Хренов направился к другому торцу стола, потирая руки так, словно за окном стояла не июльская духота, а мороз минус тридцать.

— Холодно тут у вас, — проворчал он, зябко передергивая плечами. И не успел сесть, как перед ним в мгновение ока нарисовались тарелка со всякой снедью и рюмка. Сразу было видно, что хренов советник в этом доме в чести. Меня, привыкшего за пару часов, что тут все крутятся вокруг моей персоны, кольнула иголка ревности при виде подобного подобострастия. Однако на всю эту суету гость, который, впрочем, вел себя как хозяин, отреагировал весьма прохладно. Жестом руки он остановил хлопочущую Херосю и негромко скомандовал:

— Принеси там… В сенях оставил. Две бутылки «Вдовы Клико». Есть что отпраздновать, — и с этими словами обратился к Дарье Петровне, которая из двух сестер, очевидно, была за главную: — Нуте-с, сладилось дельце.

— Да нешто! — всплеснула ручками Дарья Петровна и покосилась на меня. Я поджал булки, в любую минуту ожидая подвоха, и надулся, как хомяк на крупу.

— Я к вам прямо от императрицы-матушки, — кивнул Хренов советник. — Сегодня ее императорское величество выдали разрешение на брак нашего Митеньки и светлейшего князя Назумовского Олега Алексеевича.

— Херасе… — только и имел что сказать я.

— Чего изволите, барин? — незамедлительно отреагировала Херося и плеснула мне в рюмку анисовки. Я махнул ее ватной рукой и бахнул обратно на стол. То есть я бы прежний ее бахнул, а мелкий дрищ Митенька только слабо бзденькнул, словно предупреждал об истерике.

— Меня, российского офицера, женить?! Охренели? — взвился я.

— Митенька! — предупреждающе прижала ручки к груди Дарья Петровна, а Хренов советник молча поджал губы и брякнул вилкой об тарелку.
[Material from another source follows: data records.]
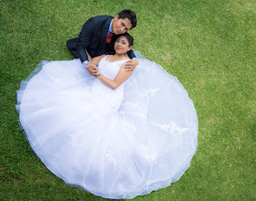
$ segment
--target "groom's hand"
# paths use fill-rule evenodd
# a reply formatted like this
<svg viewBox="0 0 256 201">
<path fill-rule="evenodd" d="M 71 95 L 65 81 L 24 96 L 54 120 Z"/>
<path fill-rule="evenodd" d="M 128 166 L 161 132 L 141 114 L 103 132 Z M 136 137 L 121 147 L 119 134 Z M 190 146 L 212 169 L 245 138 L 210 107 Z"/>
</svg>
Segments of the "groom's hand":
<svg viewBox="0 0 256 201">
<path fill-rule="evenodd" d="M 123 64 L 123 69 L 125 69 L 126 71 L 133 71 L 138 63 L 139 61 L 136 59 L 130 59 Z"/>
<path fill-rule="evenodd" d="M 86 66 L 86 69 L 90 72 L 91 75 L 97 77 L 98 69 L 97 69 L 96 65 L 89 62 Z"/>
</svg>

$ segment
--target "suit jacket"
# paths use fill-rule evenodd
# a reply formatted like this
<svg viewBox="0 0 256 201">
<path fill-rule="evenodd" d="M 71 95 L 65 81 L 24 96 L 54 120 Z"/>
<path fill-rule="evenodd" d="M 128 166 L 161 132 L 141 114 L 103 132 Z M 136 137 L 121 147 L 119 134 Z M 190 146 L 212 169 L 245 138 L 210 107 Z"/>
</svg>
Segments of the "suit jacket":
<svg viewBox="0 0 256 201">
<path fill-rule="evenodd" d="M 100 16 L 90 18 L 82 26 L 77 42 L 77 51 L 81 62 L 88 60 L 86 50 L 91 58 L 112 52 L 113 50 L 114 38 L 111 43 L 106 43 L 106 37 L 111 21 L 113 17 Z M 135 58 L 133 51 L 129 53 L 131 58 Z"/>
</svg>

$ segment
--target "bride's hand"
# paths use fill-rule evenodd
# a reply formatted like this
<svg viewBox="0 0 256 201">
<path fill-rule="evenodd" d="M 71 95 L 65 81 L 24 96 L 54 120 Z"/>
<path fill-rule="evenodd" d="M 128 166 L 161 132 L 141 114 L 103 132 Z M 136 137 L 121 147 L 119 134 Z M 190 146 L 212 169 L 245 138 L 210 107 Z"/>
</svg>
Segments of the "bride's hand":
<svg viewBox="0 0 256 201">
<path fill-rule="evenodd" d="M 133 71 L 136 66 L 138 65 L 138 60 L 136 59 L 130 59 L 123 64 L 123 69 L 126 69 L 126 71 Z"/>
<path fill-rule="evenodd" d="M 98 69 L 97 69 L 96 65 L 89 62 L 86 66 L 86 69 L 90 72 L 91 75 L 97 77 Z"/>
</svg>

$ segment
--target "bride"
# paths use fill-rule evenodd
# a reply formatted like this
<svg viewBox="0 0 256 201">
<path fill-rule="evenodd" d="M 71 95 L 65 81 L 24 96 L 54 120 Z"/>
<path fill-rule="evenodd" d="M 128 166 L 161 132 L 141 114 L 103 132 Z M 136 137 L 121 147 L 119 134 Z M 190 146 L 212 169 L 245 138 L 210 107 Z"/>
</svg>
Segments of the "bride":
<svg viewBox="0 0 256 201">
<path fill-rule="evenodd" d="M 44 61 L 17 90 L 20 124 L 48 169 L 105 198 L 170 185 L 189 167 L 197 145 L 187 92 L 145 58 L 125 69 L 132 47 L 129 34 L 120 36 L 95 77 L 79 59 Z"/>
</svg>

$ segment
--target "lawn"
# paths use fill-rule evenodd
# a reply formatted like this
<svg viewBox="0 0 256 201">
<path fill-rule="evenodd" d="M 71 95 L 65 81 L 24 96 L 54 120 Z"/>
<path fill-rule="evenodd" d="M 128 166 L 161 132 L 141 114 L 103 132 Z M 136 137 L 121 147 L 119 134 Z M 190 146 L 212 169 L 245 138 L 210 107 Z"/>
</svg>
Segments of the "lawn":
<svg viewBox="0 0 256 201">
<path fill-rule="evenodd" d="M 169 187 L 134 200 L 256 200 L 255 0 L 2 0 L 0 200 L 104 200 L 49 172 L 19 129 L 16 90 L 41 60 L 72 59 L 84 22 L 136 12 L 133 49 L 177 77 L 197 111 L 198 147 Z"/>
</svg>

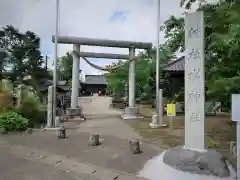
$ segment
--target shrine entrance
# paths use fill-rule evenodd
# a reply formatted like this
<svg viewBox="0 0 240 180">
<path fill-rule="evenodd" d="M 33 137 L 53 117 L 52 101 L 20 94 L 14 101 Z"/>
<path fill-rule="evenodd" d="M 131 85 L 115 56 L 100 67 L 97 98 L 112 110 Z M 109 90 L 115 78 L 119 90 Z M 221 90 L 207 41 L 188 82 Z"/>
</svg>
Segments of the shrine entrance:
<svg viewBox="0 0 240 180">
<path fill-rule="evenodd" d="M 52 42 L 55 42 L 55 37 L 52 37 Z M 110 71 L 118 68 L 116 67 L 101 67 L 92 62 L 87 58 L 106 58 L 106 59 L 123 59 L 129 61 L 129 86 L 128 86 L 128 107 L 125 108 L 122 114 L 123 119 L 136 119 L 139 118 L 138 107 L 135 102 L 135 50 L 144 49 L 150 50 L 152 43 L 144 42 L 132 42 L 132 41 L 117 41 L 117 40 L 105 40 L 105 39 L 92 39 L 92 38 L 81 38 L 81 37 L 70 37 L 70 36 L 58 36 L 58 42 L 60 44 L 73 44 L 73 70 L 72 70 L 72 88 L 71 88 L 71 108 L 69 112 L 74 115 L 80 113 L 78 107 L 78 95 L 79 95 L 79 68 L 80 68 L 80 57 L 85 60 L 90 66 L 103 70 Z M 125 54 L 108 54 L 108 53 L 92 53 L 92 52 L 81 52 L 81 45 L 86 46 L 101 46 L 101 47 L 117 47 L 117 48 L 128 48 L 129 55 Z M 84 106 L 84 104 L 82 104 Z"/>
</svg>

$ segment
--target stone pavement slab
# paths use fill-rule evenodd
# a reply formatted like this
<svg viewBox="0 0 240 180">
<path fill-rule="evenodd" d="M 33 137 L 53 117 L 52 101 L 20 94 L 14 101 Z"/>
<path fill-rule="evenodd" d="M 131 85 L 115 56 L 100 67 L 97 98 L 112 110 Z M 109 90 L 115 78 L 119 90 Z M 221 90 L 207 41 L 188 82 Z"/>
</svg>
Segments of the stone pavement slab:
<svg viewBox="0 0 240 180">
<path fill-rule="evenodd" d="M 0 148 L 0 159 L 1 180 L 94 180 L 14 156 L 7 148 Z"/>
<path fill-rule="evenodd" d="M 68 133 L 67 139 L 58 139 L 53 132 L 34 132 L 33 134 L 24 135 L 6 135 L 4 138 L 7 142 L 15 146 L 28 146 L 39 150 L 48 151 L 54 154 L 75 159 L 80 162 L 96 164 L 103 168 L 120 170 L 136 174 L 144 164 L 159 153 L 159 150 L 152 148 L 148 144 L 141 144 L 142 154 L 131 154 L 129 142 L 126 139 L 120 139 L 113 136 L 100 135 L 101 145 L 91 147 L 88 145 L 88 133 Z M 27 150 L 31 152 L 32 150 Z M 40 156 L 44 154 L 40 151 L 35 152 Z M 55 156 L 54 156 L 55 157 Z M 42 161 L 60 161 L 61 158 L 52 157 Z"/>
<path fill-rule="evenodd" d="M 10 146 L 10 148 L 9 148 L 9 146 Z M 71 174 L 72 175 L 71 178 L 78 178 L 79 180 L 90 180 L 90 179 L 91 180 L 116 180 L 118 178 L 121 178 L 122 176 L 124 176 L 126 178 L 127 177 L 132 178 L 133 180 L 134 180 L 134 178 L 135 178 L 135 180 L 139 179 L 132 174 L 127 174 L 124 172 L 115 171 L 115 170 L 111 170 L 111 169 L 105 169 L 105 168 L 95 166 L 95 165 L 92 165 L 89 163 L 78 162 L 73 159 L 69 159 L 67 157 L 57 155 L 57 154 L 52 154 L 49 152 L 45 152 L 44 154 L 46 154 L 46 157 L 39 160 L 36 158 L 36 157 L 39 157 L 39 154 L 37 154 L 37 153 L 29 154 L 29 152 L 28 152 L 29 147 L 27 147 L 27 146 L 22 146 L 21 148 L 15 148 L 15 146 L 12 146 L 12 145 L 9 145 L 9 146 L 0 148 L 1 155 L 4 156 L 4 155 L 9 154 L 13 159 L 11 161 L 14 161 L 14 160 L 19 161 L 20 162 L 19 166 L 23 167 L 22 169 L 20 169 L 21 173 L 25 173 L 25 171 L 27 172 L 27 170 L 28 170 L 27 167 L 24 168 L 25 164 L 20 165 L 21 162 L 24 161 L 24 162 L 27 162 L 28 164 L 33 164 L 33 165 L 38 164 L 40 170 L 41 170 L 41 167 L 47 167 L 47 166 L 51 165 L 51 167 L 49 167 L 50 175 L 54 171 L 57 172 L 59 170 L 62 170 L 62 172 Z M 31 149 L 33 149 L 33 148 L 31 148 Z M 34 150 L 34 152 L 38 151 L 37 149 L 33 149 L 33 150 Z M 52 158 L 52 157 L 54 157 L 54 158 Z M 52 160 L 46 161 L 47 159 L 53 159 L 53 161 Z M 58 161 L 58 160 L 61 160 L 61 161 Z M 64 169 L 62 167 L 64 167 Z M 2 169 L 0 166 L 0 171 L 1 170 Z M 18 171 L 19 171 L 19 169 L 18 169 Z M 57 174 L 59 174 L 59 173 L 57 173 Z M 11 176 L 11 175 L 9 175 L 9 176 Z M 33 179 L 33 176 L 32 176 L 32 179 Z M 67 178 L 67 179 L 72 180 L 71 178 L 70 179 Z M 26 180 L 28 180 L 28 179 L 26 179 Z M 47 180 L 46 177 L 44 177 L 44 180 Z M 54 180 L 54 179 L 52 179 L 52 180 Z M 60 178 L 59 180 L 62 180 L 62 179 Z"/>
</svg>

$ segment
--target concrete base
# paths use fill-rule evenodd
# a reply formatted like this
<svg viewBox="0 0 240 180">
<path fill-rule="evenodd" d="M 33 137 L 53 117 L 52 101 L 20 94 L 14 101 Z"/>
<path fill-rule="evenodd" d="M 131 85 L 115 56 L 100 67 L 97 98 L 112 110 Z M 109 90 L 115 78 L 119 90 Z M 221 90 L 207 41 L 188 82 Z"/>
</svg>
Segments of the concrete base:
<svg viewBox="0 0 240 180">
<path fill-rule="evenodd" d="M 214 149 L 197 151 L 174 147 L 165 152 L 163 162 L 183 172 L 221 178 L 230 176 L 226 158 Z"/>
<path fill-rule="evenodd" d="M 167 127 L 166 124 L 160 124 L 158 119 L 157 119 L 157 115 L 154 114 L 152 116 L 152 122 L 149 124 L 149 127 L 150 128 L 153 128 L 153 129 L 156 129 L 156 128 L 164 128 L 164 127 Z"/>
<path fill-rule="evenodd" d="M 232 168 L 230 164 L 228 164 L 228 168 L 230 170 L 230 176 L 228 177 L 216 177 L 215 175 L 205 175 L 205 174 L 197 174 L 197 173 L 189 173 L 187 171 L 177 170 L 175 167 L 167 165 L 163 159 L 166 158 L 167 151 L 162 152 L 160 155 L 150 159 L 143 167 L 143 169 L 139 172 L 138 176 L 151 179 L 151 180 L 159 180 L 159 179 L 167 179 L 167 180 L 176 180 L 176 179 L 184 179 L 184 180 L 233 180 L 236 179 L 236 172 Z M 174 155 L 175 157 L 175 155 Z M 178 154 L 178 157 L 181 158 L 181 154 Z M 178 158 L 178 159 L 179 159 Z M 182 160 L 184 160 L 182 158 Z M 211 158 L 209 159 L 209 161 Z M 193 162 L 193 161 L 191 161 Z M 190 162 L 190 163 L 191 163 Z M 176 164 L 176 163 L 175 163 Z M 181 164 L 183 165 L 183 164 Z M 189 165 L 186 163 L 186 165 Z M 178 165 L 179 167 L 179 165 Z M 219 166 L 218 166 L 219 167 Z M 217 167 L 216 167 L 217 168 Z M 161 178 L 159 178 L 161 177 Z"/>
<path fill-rule="evenodd" d="M 124 109 L 124 114 L 122 114 L 122 119 L 130 120 L 130 119 L 143 119 L 143 117 L 139 114 L 138 107 L 126 107 Z"/>
<path fill-rule="evenodd" d="M 67 115 L 74 117 L 74 116 L 81 116 L 82 110 L 81 108 L 68 108 L 67 109 Z"/>
</svg>

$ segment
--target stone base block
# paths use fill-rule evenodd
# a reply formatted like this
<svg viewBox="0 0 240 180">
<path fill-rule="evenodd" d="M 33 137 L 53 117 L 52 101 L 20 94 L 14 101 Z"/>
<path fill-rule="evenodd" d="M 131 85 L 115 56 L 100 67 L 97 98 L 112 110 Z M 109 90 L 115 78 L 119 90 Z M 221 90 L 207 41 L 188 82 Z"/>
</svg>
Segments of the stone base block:
<svg viewBox="0 0 240 180">
<path fill-rule="evenodd" d="M 81 108 L 68 108 L 67 109 L 67 115 L 74 117 L 74 116 L 81 116 Z"/>
<path fill-rule="evenodd" d="M 150 128 L 156 129 L 156 128 L 165 128 L 167 127 L 167 124 L 160 124 L 160 122 L 158 121 L 157 115 L 154 114 L 152 116 L 152 122 L 149 124 Z"/>
<path fill-rule="evenodd" d="M 230 176 L 226 158 L 214 149 L 197 151 L 174 147 L 164 153 L 163 163 L 177 170 L 194 174 L 221 178 Z"/>
<path fill-rule="evenodd" d="M 139 114 L 138 107 L 126 107 L 124 109 L 124 114 L 122 115 L 122 119 L 143 119 L 143 117 Z"/>
</svg>

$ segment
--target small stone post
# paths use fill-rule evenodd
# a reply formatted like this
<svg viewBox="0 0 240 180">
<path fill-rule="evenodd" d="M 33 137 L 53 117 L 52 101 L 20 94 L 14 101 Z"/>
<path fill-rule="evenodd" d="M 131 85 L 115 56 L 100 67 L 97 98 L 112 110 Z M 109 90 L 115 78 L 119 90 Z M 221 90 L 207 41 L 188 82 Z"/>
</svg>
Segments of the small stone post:
<svg viewBox="0 0 240 180">
<path fill-rule="evenodd" d="M 138 140 L 129 141 L 129 145 L 130 145 L 130 150 L 131 150 L 132 154 L 140 154 L 141 153 L 140 144 L 139 144 Z"/>
<path fill-rule="evenodd" d="M 99 135 L 98 134 L 90 135 L 88 139 L 88 144 L 90 146 L 98 146 L 100 144 Z"/>
<path fill-rule="evenodd" d="M 57 137 L 59 139 L 65 139 L 66 138 L 66 128 L 64 126 L 61 126 L 58 130 L 57 130 Z"/>
</svg>

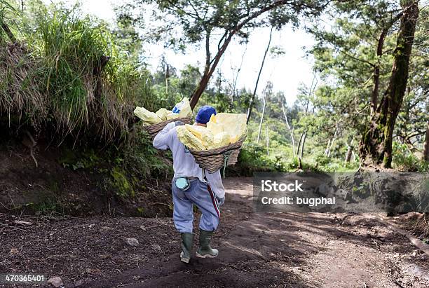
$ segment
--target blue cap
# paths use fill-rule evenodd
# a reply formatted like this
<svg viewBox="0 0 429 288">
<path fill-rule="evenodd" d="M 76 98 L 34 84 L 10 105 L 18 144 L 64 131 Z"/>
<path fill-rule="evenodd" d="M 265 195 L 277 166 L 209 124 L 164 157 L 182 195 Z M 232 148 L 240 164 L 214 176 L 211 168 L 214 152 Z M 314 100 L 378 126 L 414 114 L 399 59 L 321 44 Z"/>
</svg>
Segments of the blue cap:
<svg viewBox="0 0 429 288">
<path fill-rule="evenodd" d="M 207 124 L 207 123 L 210 120 L 212 114 L 216 115 L 216 109 L 211 106 L 204 105 L 198 110 L 198 113 L 197 113 L 197 116 L 195 118 L 195 121 L 200 124 Z"/>
</svg>

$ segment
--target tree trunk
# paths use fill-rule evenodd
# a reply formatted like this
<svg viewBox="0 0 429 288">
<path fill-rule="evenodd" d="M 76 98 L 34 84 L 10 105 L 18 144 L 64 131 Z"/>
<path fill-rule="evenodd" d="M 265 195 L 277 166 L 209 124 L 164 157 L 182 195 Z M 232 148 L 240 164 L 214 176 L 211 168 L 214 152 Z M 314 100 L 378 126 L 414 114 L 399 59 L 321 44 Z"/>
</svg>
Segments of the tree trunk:
<svg viewBox="0 0 429 288">
<path fill-rule="evenodd" d="M 13 35 L 13 33 L 12 33 L 12 31 L 11 31 L 11 29 L 9 29 L 9 27 L 5 22 L 1 23 L 1 28 L 5 32 L 6 35 L 8 35 L 8 37 L 9 37 L 9 39 L 11 39 L 11 41 L 13 43 L 16 43 L 16 38 L 15 38 L 15 35 Z"/>
<path fill-rule="evenodd" d="M 257 139 L 257 143 L 259 143 L 259 138 L 261 137 L 261 130 L 262 129 L 262 122 L 264 121 L 264 114 L 265 114 L 265 106 L 266 102 L 265 101 L 265 96 L 264 96 L 264 107 L 262 107 L 262 115 L 261 116 L 261 121 L 259 121 L 259 130 L 258 131 L 258 138 Z"/>
<path fill-rule="evenodd" d="M 351 157 L 353 156 L 353 139 L 352 139 L 352 140 L 350 142 L 350 144 L 347 144 L 347 152 L 346 153 L 346 158 L 344 159 L 345 163 L 350 163 L 351 160 Z"/>
<path fill-rule="evenodd" d="M 256 92 L 258 88 L 258 84 L 259 83 L 259 78 L 261 78 L 261 74 L 262 73 L 262 69 L 264 69 L 264 64 L 265 64 L 265 59 L 266 58 L 266 55 L 270 50 L 270 46 L 271 45 L 271 38 L 273 36 L 273 27 L 271 27 L 271 30 L 270 31 L 270 38 L 268 39 L 268 45 L 266 46 L 266 49 L 265 49 L 265 53 L 264 53 L 264 58 L 262 58 L 262 63 L 261 63 L 261 68 L 259 68 L 259 73 L 258 73 L 258 78 L 257 78 L 257 82 L 254 85 L 254 90 L 253 90 L 253 95 L 252 95 L 252 98 L 250 98 L 250 103 L 249 103 L 249 108 L 247 109 L 247 120 L 246 121 L 246 124 L 249 123 L 249 120 L 250 119 L 250 116 L 252 115 L 252 109 L 253 108 L 253 103 L 254 102 L 254 97 L 256 96 Z"/>
<path fill-rule="evenodd" d="M 382 165 L 386 168 L 392 165 L 393 130 L 407 88 L 409 57 L 418 17 L 418 1 L 414 1 L 404 8 L 401 17 L 389 84 L 360 144 L 363 165 Z"/>
<path fill-rule="evenodd" d="M 290 133 L 290 139 L 292 142 L 292 149 L 294 151 L 294 157 L 297 155 L 297 152 L 295 151 L 295 139 L 294 139 L 294 129 L 291 128 L 289 125 L 289 121 L 287 121 L 287 115 L 286 114 L 286 110 L 285 109 L 285 103 L 282 103 L 282 109 L 283 110 L 283 116 L 285 116 L 285 121 L 286 121 L 286 125 L 287 126 L 287 129 L 289 129 L 289 132 Z"/>
<path fill-rule="evenodd" d="M 301 145 L 301 154 L 299 155 L 299 158 L 302 160 L 304 156 L 304 149 L 306 145 L 306 138 L 307 137 L 307 132 L 306 132 L 302 137 L 302 144 Z"/>
<path fill-rule="evenodd" d="M 233 82 L 232 87 L 232 94 L 231 96 L 231 103 L 229 104 L 229 111 L 232 112 L 234 108 L 234 99 L 236 98 L 236 93 L 237 92 L 237 81 L 238 81 L 238 75 L 240 74 L 240 71 L 241 71 L 241 67 L 243 67 L 243 62 L 244 61 L 244 57 L 246 54 L 246 51 L 247 50 L 247 44 L 246 43 L 246 48 L 245 48 L 243 55 L 241 55 L 241 62 L 240 62 L 240 67 L 237 70 L 237 73 L 236 74 L 236 76 L 234 77 L 234 80 Z"/>
<path fill-rule="evenodd" d="M 429 162 L 429 125 L 426 128 L 426 136 L 425 137 L 425 147 L 423 149 L 423 159 Z"/>
<path fill-rule="evenodd" d="M 377 102 L 379 101 L 379 88 L 380 86 L 380 61 L 381 56 L 383 56 L 383 46 L 384 46 L 384 40 L 387 36 L 389 29 L 393 26 L 393 25 L 401 18 L 402 13 L 400 13 L 395 16 L 381 30 L 380 37 L 377 43 L 377 61 L 374 65 L 374 85 L 372 88 L 372 92 L 371 93 L 371 115 L 374 115 L 376 113 L 377 109 Z"/>
<path fill-rule="evenodd" d="M 325 155 L 326 155 L 327 157 L 331 157 L 331 151 L 332 150 L 334 142 L 335 142 L 335 140 L 336 140 L 337 134 L 338 134 L 338 124 L 335 126 L 335 132 L 334 133 L 334 137 L 332 137 L 331 141 L 328 142 L 327 150 L 325 151 Z"/>
<path fill-rule="evenodd" d="M 327 3 L 329 3 L 329 1 Z M 321 8 L 325 8 L 327 5 L 327 3 L 326 3 L 326 4 L 321 4 L 320 6 L 314 5 L 313 6 L 311 6 L 311 5 L 308 5 L 306 3 L 303 3 L 303 4 L 299 4 L 299 7 L 303 7 L 303 8 L 306 8 L 306 8 L 313 8 L 313 9 L 317 10 L 317 9 L 321 9 Z M 216 54 L 216 56 L 214 57 L 213 60 L 212 60 L 212 61 L 209 60 L 209 62 L 210 63 L 210 70 L 208 70 L 208 71 L 207 73 L 204 73 L 203 74 L 203 76 L 201 77 L 201 80 L 200 80 L 200 83 L 198 83 L 198 85 L 197 86 L 197 88 L 195 90 L 195 91 L 193 92 L 193 93 L 192 95 L 192 97 L 191 97 L 191 101 L 190 101 L 191 108 L 192 108 L 192 109 L 195 108 L 195 106 L 198 103 L 198 100 L 200 99 L 200 97 L 201 96 L 201 95 L 203 94 L 203 92 L 205 90 L 205 88 L 207 87 L 207 85 L 208 84 L 208 82 L 209 82 L 209 80 L 210 78 L 210 76 L 212 76 L 212 74 L 214 71 L 214 69 L 217 67 L 217 64 L 219 63 L 219 60 L 221 59 L 221 57 L 224 55 L 224 53 L 225 53 L 225 50 L 226 50 L 226 48 L 228 47 L 228 45 L 229 45 L 229 43 L 231 42 L 231 40 L 232 39 L 232 37 L 237 32 L 240 32 L 240 30 L 243 27 L 245 27 L 247 24 L 248 24 L 250 21 L 253 20 L 254 19 L 257 18 L 261 15 L 262 15 L 262 14 L 264 14 L 264 13 L 266 13 L 268 11 L 271 11 L 273 9 L 275 9 L 278 7 L 280 7 L 281 6 L 286 5 L 286 4 L 290 4 L 290 1 L 289 0 L 277 0 L 277 1 L 275 1 L 272 4 L 271 4 L 270 5 L 267 6 L 266 7 L 264 7 L 261 9 L 260 9 L 259 11 L 258 11 L 257 12 L 254 12 L 254 13 L 248 15 L 248 17 L 247 17 L 241 22 L 238 23 L 237 25 L 235 27 L 233 30 L 232 30 L 232 31 L 226 30 L 226 32 L 225 32 L 225 34 L 224 34 L 225 41 L 224 41 L 224 43 L 222 45 L 222 46 L 220 46 L 220 43 L 218 45 L 218 47 L 220 46 L 220 48 L 218 48 L 217 53 Z M 222 37 L 222 39 L 224 39 L 224 37 Z M 206 46 L 205 46 L 206 50 L 210 50 L 208 48 L 209 48 L 209 46 L 206 44 Z M 210 58 L 209 58 L 209 59 L 210 59 Z"/>
<path fill-rule="evenodd" d="M 270 137 L 268 137 L 268 125 L 266 126 L 266 155 L 270 156 Z"/>
</svg>

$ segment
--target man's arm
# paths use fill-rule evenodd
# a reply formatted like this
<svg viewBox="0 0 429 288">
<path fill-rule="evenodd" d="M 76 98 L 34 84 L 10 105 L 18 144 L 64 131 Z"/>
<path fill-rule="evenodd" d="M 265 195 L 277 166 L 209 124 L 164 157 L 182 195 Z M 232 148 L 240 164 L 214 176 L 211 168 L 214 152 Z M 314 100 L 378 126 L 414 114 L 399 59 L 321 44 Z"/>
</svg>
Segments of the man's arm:
<svg viewBox="0 0 429 288">
<path fill-rule="evenodd" d="M 153 143 L 154 147 L 161 150 L 171 149 L 172 139 L 170 131 L 175 127 L 176 127 L 176 124 L 174 122 L 167 124 L 165 127 L 155 136 Z"/>
</svg>

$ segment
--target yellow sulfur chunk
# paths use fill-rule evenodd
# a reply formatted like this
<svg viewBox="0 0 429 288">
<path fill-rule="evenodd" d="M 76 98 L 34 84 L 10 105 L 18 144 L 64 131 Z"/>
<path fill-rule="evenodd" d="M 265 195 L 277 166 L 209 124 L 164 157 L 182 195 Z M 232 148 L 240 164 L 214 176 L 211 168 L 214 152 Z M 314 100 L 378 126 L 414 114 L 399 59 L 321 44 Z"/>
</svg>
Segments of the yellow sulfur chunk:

— Во-первых, не офицера, а только юнкера Имперского военного училища… — начал он негромко, но так веско, что в комнате и правда похолодало. — Во-вторых, юнкера — и то моими заботами. Только потому что я за тебя словечко где надо замолвил, а то тебя бы давно выперли за то, что на занятиях спишь! В-третьих, живешь ты тут со своими тетками за мой счет. И предстоящий брак для тебя единственный способ хоть слегка положение поправить. Тебе великая честь оказана! Браки между мужами только с личного согласия ее императорского величества вершатся! А тебе всего-то и делов, свой пухлый зад князю подставить. Уж тебе-то не все равно?

Я подскочил как ужаленный, но не рассчитал одного. Прежнего меня сто килограммов весу двумя стопками анисовки было не впечатлить, а вот нынешний я был от силы килограммов шестьдесят. И все это тщедушное тельце, вскочив с места, сей же час запуталось в собственных ногах и рухнуло на пол.

«А вот и подвох», — пронеслось в моем мозгу, прежде чем я отключился.

***

Второе пробуждение было более понятным, чем первое, но менее приятным. Реальность, в которой существовали шальные императрицы, хреновы советники и мужики, женившиеся друг на друге, навалилась на меня вместе с солнечным светом, бившим из окна в глаза.

— Очнулся, болезный?

Мой взгляд сфокусировался на прямом, как шпала, и сухом, как изюм, Хренове, и, судя по тому, как болела левая скула, он только что здорово приложил меня по щеке. За его плечом маячили обе тетки. Одна сжимала пузырек с нашатырем, хотя я бы сейчас не отказался от Мезима.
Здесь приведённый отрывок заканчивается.